Stephen R. DeANGELO, Appellant.
No. 77-1132.
United States Court of Appeals,
Fourth Circuit.
Argued Sept. 12, 1978.
Decided Oct. 4, 1978.
Marvin D. Miller, Norfolk, Va., for appellant.
Robert F. McDermott, Jr., Asst. U. S. Atty., Alexandria, Va. (William B. Cummings, U. S. Atty., Alexandria, Va., and Guy B. Maseritz, Sp. U. S. Atty., Washington, D. C., on brief), for appellee.
Before HAYNSWORTH, Chief Judge, and BUTZNER and PHILLIPS, Circuit Judges.
BUTZNER, Circuit Judge:
Stephen DeAngelo appeals his conviction for the unlawful possession of drugs, assigning as error the district court's admission of evidence seized in an airport search. Because we believe that the search was reasonable, we find no infringement of the fourth amendment.

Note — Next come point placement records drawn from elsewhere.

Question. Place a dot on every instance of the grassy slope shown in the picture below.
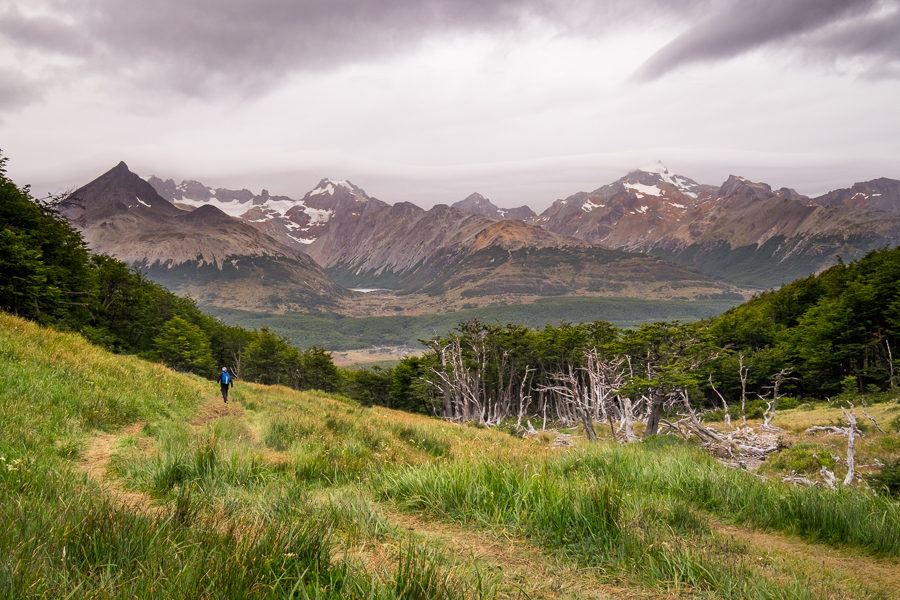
(285, 493)
(342, 333)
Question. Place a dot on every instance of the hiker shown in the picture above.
(226, 380)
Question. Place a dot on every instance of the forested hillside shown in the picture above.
(48, 275)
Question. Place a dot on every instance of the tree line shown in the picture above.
(811, 338)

The airport terminal displayed signs which stated: "X-RAY BAGGAGE INSPECTION. CARRY ON BAGGAGE IS BEING INSPECTED BY X-RAY. INSPECTION WILL NOT AFFECT ORDINARY UNDEVELOPED FILM. PHYSICAL INSPECTION MAY BE REQUESTED." DeAngelo submitted his brief case to x-ray examination. When a large portion of the case appeared black on the x-ray screen, the security officer told him that a physical inspection would be necessary. DeAngelo protested, saying that he preferred not to take his flight rather than permit the inspection. Security officers opened the brief case nevertheless and saw some marijuana and some hashish. DeAngelo was then arrested, and a search of the brief case and DeAngelo incident to the arrest revealed other drugs.
DeAngelo contends that he had a right to avoid the physical inspection by electing not to board the flight. He emphasizes that the sign did not say that his brief case would be subject to search, but only that physical inspection "may be requested."

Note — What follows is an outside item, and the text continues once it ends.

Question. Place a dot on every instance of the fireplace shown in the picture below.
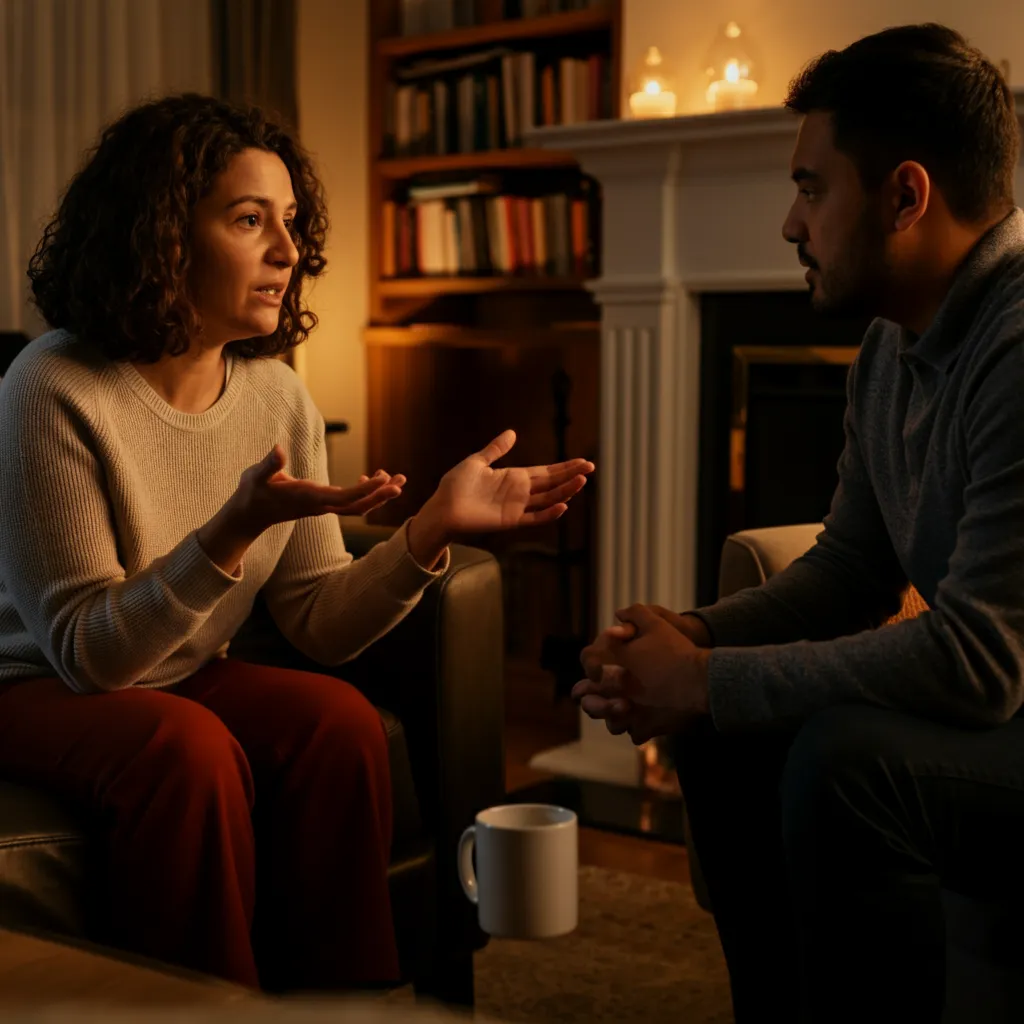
(712, 364)
(772, 396)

In United States v. Epperson, 454 F.2d 769 (4th Cir. 1972), we upheld the validity of an aircraft boarding search under the rationale of the stop and frisk exception to the warrant requirement that was established by Terry v. Ohio, 392 U.S. 1, 88 S.Ct. 1868, 20 L.Ed.2d 889 (1968). Here, as in Terry and Epperson, we believe that the circumstances were sufficiently suspicious to cause a reasonably prudent man to conclude that DeAngelo might endanger the security officers and the other passengers in the airport. The officers knew that DeAngelo had attempted to board the aircraft carrying a brief case that could not be inspected adequately by x-ray, and they were justified in opening it to determine whether he was carrying a gun or explosive device which could pose an immediate danger to persons in the vicinity if the brief case were returned to him. Applying the principles expressed in Epperson, we conclude that the officers acted reasonably and that the search was not forbidden by the fourth amendment. Accord, United States v. Homburg,546 F.2d 1350, 1352-54 (9th Cir. 1977); United States v. Dalpiaz, 494 F.2d 374, 376-79 (6th Cir. 1974).

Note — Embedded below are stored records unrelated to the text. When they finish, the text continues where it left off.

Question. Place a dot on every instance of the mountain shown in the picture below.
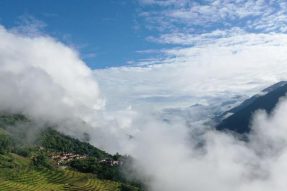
(238, 119)
(54, 161)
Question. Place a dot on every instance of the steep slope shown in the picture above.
(32, 166)
(238, 119)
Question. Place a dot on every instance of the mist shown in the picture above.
(46, 80)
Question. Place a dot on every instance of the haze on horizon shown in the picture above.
(172, 55)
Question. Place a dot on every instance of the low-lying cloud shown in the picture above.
(46, 80)
(43, 78)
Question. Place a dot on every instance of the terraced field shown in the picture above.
(57, 180)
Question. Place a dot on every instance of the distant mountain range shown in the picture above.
(238, 119)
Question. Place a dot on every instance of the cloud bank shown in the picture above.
(45, 79)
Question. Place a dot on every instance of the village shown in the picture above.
(63, 158)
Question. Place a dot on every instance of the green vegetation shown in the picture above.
(16, 173)
(55, 141)
(31, 166)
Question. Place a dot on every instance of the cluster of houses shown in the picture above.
(63, 158)
(111, 162)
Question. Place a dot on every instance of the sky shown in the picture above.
(124, 67)
(164, 53)
(100, 30)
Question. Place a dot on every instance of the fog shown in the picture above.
(46, 80)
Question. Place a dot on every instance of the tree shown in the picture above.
(5, 144)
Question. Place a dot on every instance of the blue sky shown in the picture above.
(107, 33)
(111, 33)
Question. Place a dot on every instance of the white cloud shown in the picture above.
(241, 64)
(44, 79)
(199, 16)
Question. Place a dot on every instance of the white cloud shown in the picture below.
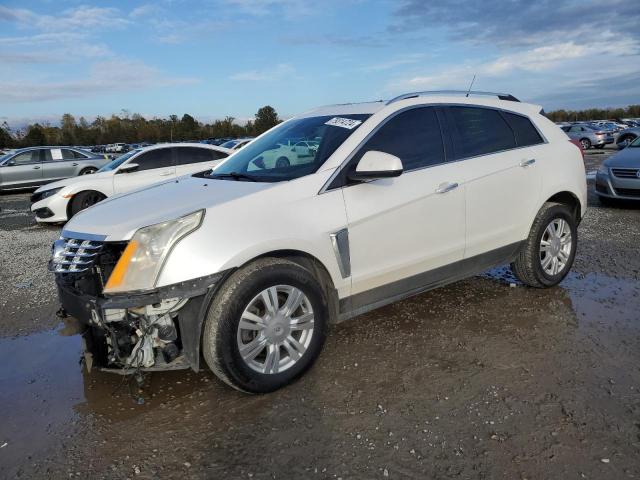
(104, 77)
(278, 72)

We also conclude that the search was reasonable because DeAngelo consented to it. The FAA security regulations state that the screening system is designed to deter as well as prevent passengers from carrying weapons or explosives. 14 C.F.R. 121.538(b). DeAngelo had a choice of traveling by air or by some other means. The signs in the terminal gave him fair notice that if in the course of the total screening process a physical inspection of his hand luggage should be considered necessary to assure the safety of the traveling public, he could be required to submit it for that purpose. When he then voluntarily entered upon the screening process DeAngelo acquiesced in its full potential scope as represented to him, including physical inspection if, as developed, that should be requested. Allowing him to withdraw his luggage when the x-ray raised the suspicions of the security officers would frustrate the regulation's purpose of deterring hijacking. We therefore conclude that having consented to the search, DeAngelo could not withhold permission after the first step of the process disclosed that he was attempting to carry aboard the aircraft articles that were concealed from x-ray. See United States v. Edwards, 498 F.2d 496 (2d Cir. 1974); United States v. Skipwith, 482 F.2d 1272, 1277, 1280 (5th Cir. 1973). Contra, United States v. Homburg, 546 F.2d 1350, 1351-52 (9th Cir. 1977).
The judgment of the district court is affirmed.